1.) The following forces act on an object resting on a level, frictionless surface. 10 N to the north, 20 N to the east, 10 N at an angle 40 degrees south of east, and 20 N at an angle 50 degrees west of south. Find the magnitude and direction of the resultant force acting on the object.
2007-02-01 12:03:16 · 2 answers · asked by Anonymous in Science & Mathematics ➔ Physics
To do vector addition, break down the vectors into their components.
A and B are already broken down.
So for C, the x component is 10N cos (-40 degrees)
The y component is 8N sin (-49 degrees)
The -40 degrees uses the convention that all angles are measured counterclockwise from +x (EAST)
The last angle is -140.
Then add the components.
Use pythagorus to get the total magnitude.

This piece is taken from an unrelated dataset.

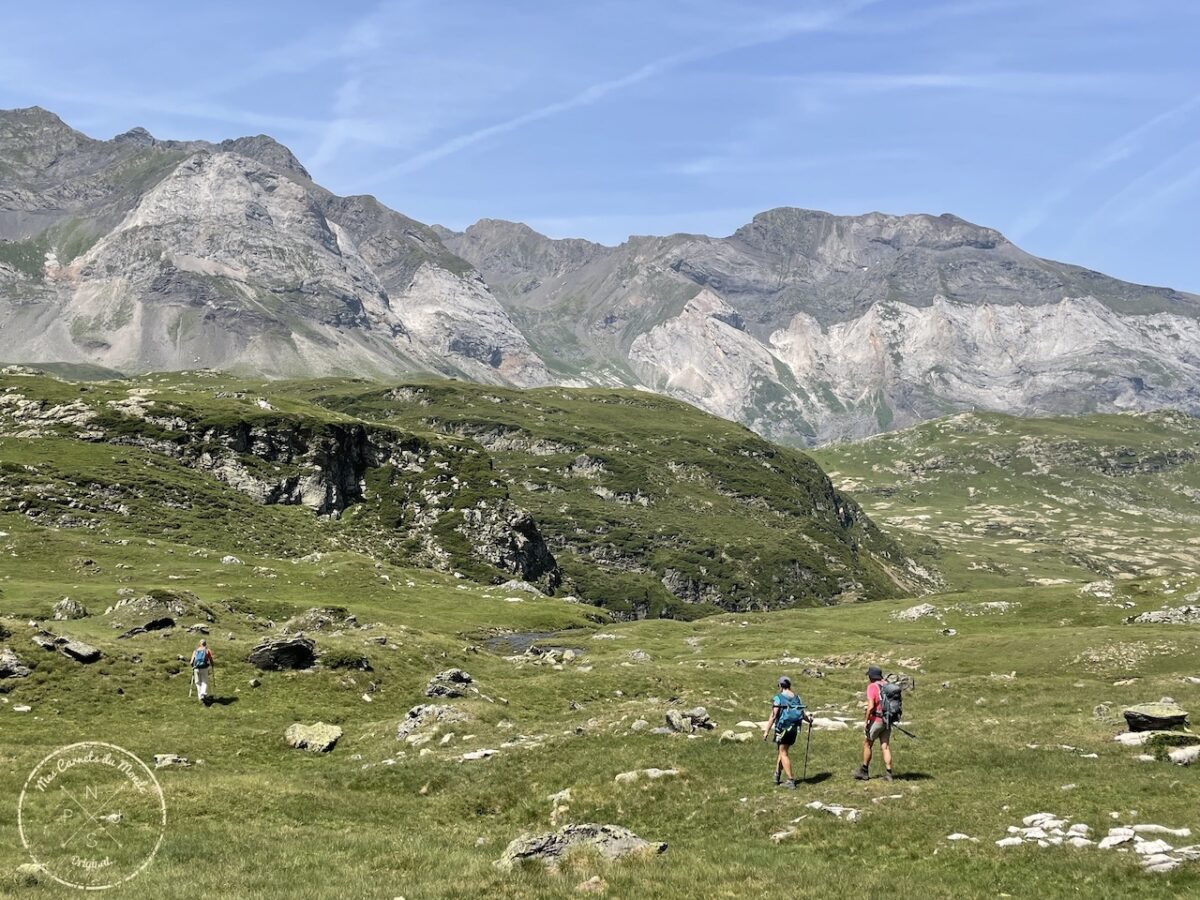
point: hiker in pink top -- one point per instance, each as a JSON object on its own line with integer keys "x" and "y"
{"x": 877, "y": 727}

Use arctan (y/x) to get the angle. Use your common sense to resolve the ambiguity in the arctan function.
Good luck!
2007-02-01 12:22:27 · answer #1 · answered by Anonymous · 0⤊ 0⤋
Ok, here's how you do it, first you draw your free body diagram drawing each vector as an arrow with it's direction.
Then you asign a coordinate axis to the drawing, in my case, i supposed that the north is going to be the y axis and the east is going to be the x axis.

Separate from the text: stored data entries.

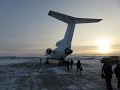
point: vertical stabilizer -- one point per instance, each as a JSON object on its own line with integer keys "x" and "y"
{"x": 71, "y": 21}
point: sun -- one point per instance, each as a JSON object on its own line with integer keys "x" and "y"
{"x": 103, "y": 46}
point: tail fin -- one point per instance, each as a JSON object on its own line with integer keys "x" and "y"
{"x": 70, "y": 19}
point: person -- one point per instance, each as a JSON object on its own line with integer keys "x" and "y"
{"x": 79, "y": 67}
{"x": 40, "y": 62}
{"x": 65, "y": 63}
{"x": 107, "y": 71}
{"x": 71, "y": 63}
{"x": 68, "y": 64}
{"x": 117, "y": 73}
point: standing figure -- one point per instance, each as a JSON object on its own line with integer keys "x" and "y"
{"x": 78, "y": 64}
{"x": 65, "y": 63}
{"x": 71, "y": 63}
{"x": 68, "y": 64}
{"x": 107, "y": 71}
{"x": 117, "y": 73}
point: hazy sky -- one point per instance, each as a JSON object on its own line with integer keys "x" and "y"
{"x": 27, "y": 30}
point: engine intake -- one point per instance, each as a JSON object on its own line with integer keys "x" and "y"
{"x": 68, "y": 51}
{"x": 49, "y": 51}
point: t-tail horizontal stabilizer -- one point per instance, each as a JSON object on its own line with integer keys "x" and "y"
{"x": 70, "y": 19}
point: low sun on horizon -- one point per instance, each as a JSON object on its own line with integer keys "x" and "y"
{"x": 103, "y": 46}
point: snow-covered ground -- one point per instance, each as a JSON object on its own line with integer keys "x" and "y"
{"x": 23, "y": 74}
{"x": 12, "y": 61}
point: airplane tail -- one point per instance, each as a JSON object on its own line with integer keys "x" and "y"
{"x": 70, "y": 19}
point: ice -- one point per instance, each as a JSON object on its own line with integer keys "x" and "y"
{"x": 12, "y": 61}
{"x": 58, "y": 70}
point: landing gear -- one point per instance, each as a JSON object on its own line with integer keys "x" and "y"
{"x": 61, "y": 62}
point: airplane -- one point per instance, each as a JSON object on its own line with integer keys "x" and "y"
{"x": 63, "y": 47}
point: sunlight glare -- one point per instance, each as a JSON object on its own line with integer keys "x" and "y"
{"x": 103, "y": 46}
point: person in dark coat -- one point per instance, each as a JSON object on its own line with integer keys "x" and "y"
{"x": 117, "y": 73}
{"x": 65, "y": 63}
{"x": 78, "y": 64}
{"x": 68, "y": 64}
{"x": 71, "y": 63}
{"x": 107, "y": 71}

now you add all the forces in the x axis, being carefull with the orientation.
Sum of forces on x = 20N + 10N cos40 - 20N sin 50
Notice that the 20N is going to be negative because it's directed towards the west.
Sum of forces on x = 12.34N
Now you add the forces on the y axis.
sum of forces on y = 10N - 10Nsin40 - 20Ncos50
sum of forces on y = -9.28N
the negative means that it's directed towards south.
Now you get the resultant force
F = sqrt(12.34N**2 + (-9.28N)**2) = 15.44N
by ** I mean that the number is squared and sqrt is the squared root.
now you need to get the direction, you do it this way
angle = tan-1(9.28/12.34) = 36.9º south of east.
Hope this helps.
2007-02-01 12:24:22 · answer #2 · answered by mensajeroscuro 4 · 1⤊ 0⤋